それはともかく、遅れると分かっていたらベルンにも行けたじゃないか・・・。

「はたして成田~羽田~山口への帰り(乗り継ぎ)が大丈夫か?」という心配はもう、日本に着いてから考えることとして、バンクーバーの経験もあるし、延びた滞在時間をしっかり楽しもう、と心を決めた。補償としてもらえたのは15CHF(スイスフラン)のクーポン。ありがたく最初はBeer&軽食、もう一回はCake&Coffeeに使わせてもらった。

さらに予想外の補償

何かとトラブル続きで経営も心配されている日航。でも僕は個人的には好印象を持っている。経営陣、上層部のごたごたはともかく、少なくとも発券カウンターの職員や客室乗務員や・・・の態度は丁寧で好感が持てる。相通じるのか、機内に乗り込んで驚いた(喜ばされた)のが座席。

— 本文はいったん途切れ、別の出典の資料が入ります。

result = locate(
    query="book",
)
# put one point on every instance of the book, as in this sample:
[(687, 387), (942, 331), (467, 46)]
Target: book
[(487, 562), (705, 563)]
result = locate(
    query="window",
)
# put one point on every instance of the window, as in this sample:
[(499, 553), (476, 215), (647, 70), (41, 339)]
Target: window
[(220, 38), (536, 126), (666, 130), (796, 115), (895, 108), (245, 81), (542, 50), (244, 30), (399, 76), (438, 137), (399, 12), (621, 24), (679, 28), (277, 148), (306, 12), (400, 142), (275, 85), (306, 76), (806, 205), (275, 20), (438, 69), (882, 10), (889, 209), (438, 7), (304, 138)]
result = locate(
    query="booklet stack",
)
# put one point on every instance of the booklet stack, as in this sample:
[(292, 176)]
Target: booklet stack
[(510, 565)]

チェックインで発券された搭乗券の僕ら2人の席は9H、9Kとなっていた。「事前にネットで予約していた座席番号と違うが・・・」。何より、HとKでは2人の席が離れてしまうのではないか、と不審に思って尋ねたら、問題はないという。

それでなくとも空の旅など多くはない自分に、ビジネスクラスやエグゼクティブなどは、生涯、縁のない世界である。JALの便のビジネスクラスは、カプセルタイプのそれは豪華なフルフラットシートであることを(知りたくはないが)知っていた。ツアーでこの「リラックスシートプラン」を申し込むと、追加料金だけで25万円! 「どんな種類の人間が乗るのだろう?」と、まさに「格差」社会を象徴する「階層」に関心を持って、先に乗り込む乗客らを眺めていた。

リラックスシートプラン
リラックスシートプラン

エコノミーの搭乗が始まってから乗り込んで、先頭のビジネスクラス部分を通過する。エコノミーの部分で番号を確認しようとすると、20番から始まっている。「あれ?」と戻ると、9番はビジネスであった。

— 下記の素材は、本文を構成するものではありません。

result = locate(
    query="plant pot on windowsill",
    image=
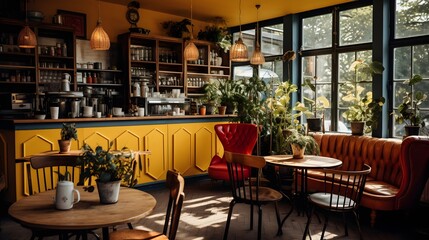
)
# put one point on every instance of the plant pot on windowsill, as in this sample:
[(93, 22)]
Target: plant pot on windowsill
[(357, 127)]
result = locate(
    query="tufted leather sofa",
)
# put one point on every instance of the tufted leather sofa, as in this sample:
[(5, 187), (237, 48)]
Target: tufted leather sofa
[(235, 137), (399, 172)]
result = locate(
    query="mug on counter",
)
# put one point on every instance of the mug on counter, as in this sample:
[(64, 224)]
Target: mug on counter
[(64, 197)]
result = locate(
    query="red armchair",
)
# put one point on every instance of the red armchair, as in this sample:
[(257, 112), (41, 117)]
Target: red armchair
[(235, 137)]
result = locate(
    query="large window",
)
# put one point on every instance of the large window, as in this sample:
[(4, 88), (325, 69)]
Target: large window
[(410, 55), (321, 49)]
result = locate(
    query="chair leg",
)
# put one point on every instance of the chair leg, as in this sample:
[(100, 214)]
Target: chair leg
[(325, 225), (259, 222), (357, 223), (228, 221), (345, 224), (279, 223), (307, 226)]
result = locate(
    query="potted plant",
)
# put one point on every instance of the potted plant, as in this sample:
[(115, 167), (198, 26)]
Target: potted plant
[(68, 132), (110, 168), (229, 89), (316, 106), (301, 144), (408, 110), (363, 111)]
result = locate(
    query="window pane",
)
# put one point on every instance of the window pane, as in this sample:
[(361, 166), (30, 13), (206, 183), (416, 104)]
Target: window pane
[(248, 39), (421, 60), (356, 26), (402, 60), (272, 40), (317, 32), (412, 18)]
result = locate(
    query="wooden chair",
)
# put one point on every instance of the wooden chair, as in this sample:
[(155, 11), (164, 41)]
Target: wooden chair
[(176, 184), (247, 190), (46, 169), (342, 194)]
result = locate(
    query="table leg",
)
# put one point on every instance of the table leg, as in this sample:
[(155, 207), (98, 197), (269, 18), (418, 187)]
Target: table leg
[(105, 232)]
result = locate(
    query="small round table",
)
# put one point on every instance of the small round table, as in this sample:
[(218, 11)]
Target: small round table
[(38, 211), (302, 165)]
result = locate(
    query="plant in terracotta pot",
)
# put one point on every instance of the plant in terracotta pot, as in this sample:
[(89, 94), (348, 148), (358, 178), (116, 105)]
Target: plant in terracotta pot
[(408, 110), (363, 110), (316, 105), (68, 132), (110, 168), (301, 144)]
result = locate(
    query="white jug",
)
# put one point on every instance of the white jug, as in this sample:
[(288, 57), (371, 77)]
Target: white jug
[(65, 83), (64, 198)]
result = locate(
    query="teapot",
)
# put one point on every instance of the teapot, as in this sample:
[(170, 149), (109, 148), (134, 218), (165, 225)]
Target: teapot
[(65, 83)]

「何かの間違いでは・・・」と一瞬、思ったが、「(これが)出発の遅れへの配慮なんだな」ということも次の瞬間にはすぐに飲み込めた。これもありがたく、人生最初で最後に違いないビジネスクラスを堪能させてもらうことにする。

見ると、周囲も家族連れ、若い男1人、若い女性2人が同じ、おこぼれ組のようである。最初、若い男性と女性2人がエグゼクティブとして先に機内に乗り込もうとするとき、「なんであんな若い奴らが・・・」と思っていたのだが、このせいだったのである。

出発が遅れたことで、キャンセルがいくつか出たのか、あるいは最初から少し余裕があったのか。とにかく、嬉しい誤算であった。